American cloud storage giant Dropbox is moving a part of its operations into data centers located in Germany, in order to comply with European data protection rules.

The company will host services for European customers of Dropbox Business from facilities run by AWS.

Organizations that store EU citizen data need to conform to the current EU Data Protection Directive and will have to comply with its replacement, the General Data Protection Regulation (GDPR), which becomes law in May 2018.

The directive prevents data from being exported outside the European Economic Area except to countries or organizations that have signed up to equivalent privacy protection policies, and this list does not include the US.

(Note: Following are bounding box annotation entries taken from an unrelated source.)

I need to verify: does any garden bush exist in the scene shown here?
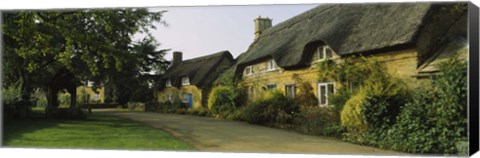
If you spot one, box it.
[208,86,236,118]
[243,91,300,126]
[340,90,368,136]
[295,106,344,136]
[385,58,468,155]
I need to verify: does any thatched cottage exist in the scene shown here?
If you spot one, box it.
[157,51,235,108]
[235,3,468,105]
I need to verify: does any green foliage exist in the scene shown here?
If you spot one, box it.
[292,74,318,107]
[244,91,299,125]
[340,90,368,135]
[2,85,21,104]
[2,111,195,150]
[208,68,247,117]
[2,9,164,105]
[318,56,408,143]
[127,102,145,111]
[385,58,467,155]
[208,86,236,117]
[328,88,354,111]
[295,106,344,136]
[213,68,236,86]
[59,93,71,107]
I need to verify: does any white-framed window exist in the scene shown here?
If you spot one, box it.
[92,93,100,101]
[245,66,253,76]
[267,84,277,91]
[285,84,295,99]
[165,79,172,87]
[182,76,190,85]
[318,82,335,106]
[87,81,95,87]
[246,86,255,99]
[315,46,333,61]
[267,59,277,71]
[167,94,173,102]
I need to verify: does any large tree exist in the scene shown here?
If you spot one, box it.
[2,9,163,106]
[108,37,170,105]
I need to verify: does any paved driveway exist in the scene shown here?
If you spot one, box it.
[98,112,405,155]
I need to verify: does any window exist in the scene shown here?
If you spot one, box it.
[183,93,193,108]
[87,81,95,87]
[285,85,295,99]
[246,86,255,99]
[245,66,253,76]
[267,59,277,71]
[165,80,172,87]
[92,93,100,101]
[167,94,173,103]
[318,82,335,106]
[315,46,333,61]
[182,77,190,85]
[267,84,277,90]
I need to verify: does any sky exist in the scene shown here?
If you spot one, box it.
[134,4,318,60]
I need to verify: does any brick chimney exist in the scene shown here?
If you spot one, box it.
[253,16,272,40]
[172,51,182,66]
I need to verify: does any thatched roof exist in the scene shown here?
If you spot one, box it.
[159,51,234,89]
[236,3,468,74]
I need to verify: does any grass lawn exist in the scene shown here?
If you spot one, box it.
[4,109,195,150]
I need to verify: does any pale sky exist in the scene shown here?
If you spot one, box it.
[135,4,318,60]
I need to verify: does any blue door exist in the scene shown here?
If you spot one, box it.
[183,94,193,108]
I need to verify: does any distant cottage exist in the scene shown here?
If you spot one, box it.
[157,51,235,108]
[235,3,468,106]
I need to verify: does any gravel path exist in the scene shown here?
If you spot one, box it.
[95,111,406,155]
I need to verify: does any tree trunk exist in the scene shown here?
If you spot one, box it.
[17,72,31,118]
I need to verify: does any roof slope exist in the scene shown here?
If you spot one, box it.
[160,51,234,88]
[237,3,468,72]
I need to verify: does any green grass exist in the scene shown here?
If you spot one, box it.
[4,109,195,150]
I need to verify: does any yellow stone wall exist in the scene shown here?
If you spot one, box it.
[157,85,203,109]
[77,86,105,104]
[242,48,428,103]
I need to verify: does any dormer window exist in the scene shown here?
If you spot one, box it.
[315,46,333,61]
[267,59,277,71]
[165,80,172,87]
[182,76,190,85]
[245,66,253,76]
[87,81,95,87]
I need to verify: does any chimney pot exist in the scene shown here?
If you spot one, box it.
[172,51,182,66]
[253,15,272,40]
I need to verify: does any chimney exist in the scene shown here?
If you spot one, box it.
[253,16,272,40]
[172,51,182,66]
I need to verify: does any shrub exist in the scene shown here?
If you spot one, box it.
[292,74,318,107]
[127,102,145,111]
[328,88,353,112]
[244,91,299,125]
[208,86,235,117]
[2,86,21,104]
[340,90,368,135]
[386,58,467,154]
[296,106,343,136]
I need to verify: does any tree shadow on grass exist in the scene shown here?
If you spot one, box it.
[3,110,146,148]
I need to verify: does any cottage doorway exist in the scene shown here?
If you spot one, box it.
[317,82,335,106]
[183,93,193,108]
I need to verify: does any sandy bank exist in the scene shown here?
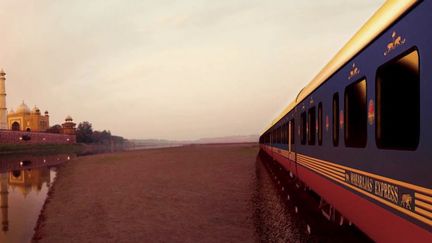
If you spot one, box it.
[35,144,258,242]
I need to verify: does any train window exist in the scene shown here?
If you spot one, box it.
[344,79,367,148]
[308,107,316,145]
[277,127,282,143]
[375,49,420,150]
[318,102,322,145]
[333,93,339,146]
[300,112,306,145]
[291,118,295,144]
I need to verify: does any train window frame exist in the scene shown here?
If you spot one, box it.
[344,77,368,148]
[291,118,295,145]
[307,106,316,145]
[300,111,307,145]
[332,92,339,147]
[317,102,323,145]
[375,46,421,151]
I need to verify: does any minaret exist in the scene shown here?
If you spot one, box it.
[0,69,7,129]
[0,173,9,232]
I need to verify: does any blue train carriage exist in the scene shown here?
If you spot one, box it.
[260,1,432,242]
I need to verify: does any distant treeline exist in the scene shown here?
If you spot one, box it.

Initially, the new service will be available to business customers with 250+ seats.

EU box
– Thinkstock / fruttipics


Dropbox was a pioneer of cloud storage for the enterprise, having been founded in 2007, long before the conduct of the US National Security Agency made data residency a hot topic.

The company has raised $607.22 million in equity funding across five rounds, and is reportedly exploring an IPO sometime next year.

Dropbox previously said that Europe has emerged as one of its most active markets - the company claims that one in three Internet users in countries like the UK are now using Dropbox. It has offices in London, Paris and Dublin, and is planning to establish presence in Hamburg and Amsterdam in 2017.

Over the past few months, Dropbox has been working with AWS to set up the infrastructure in Germany – something it promised to do in December 2015.

“Today, we’re answering a request we’ve received from a number of our customers,” Philip Lacor, Vice President EMEA at Dropbox, said.

“In Europe alone, the number of Dropbox Business customers has quadrupled in the last two years. With this launch, we’re giving those organizations more choice, and providing a world-class solution for future European business customers.”

The service has been trialing with beta customers, including the municipality of Hillerød Kommune in Denmark. “It is very important for us as a Danish municipality to ensure that our files reside within the EU,” said Claus Jensen, Head of ICT-Operations and Digitalization at Hillerød. “With Dropbox Business we now have that option and the migration of both users and data has been completely seamless.”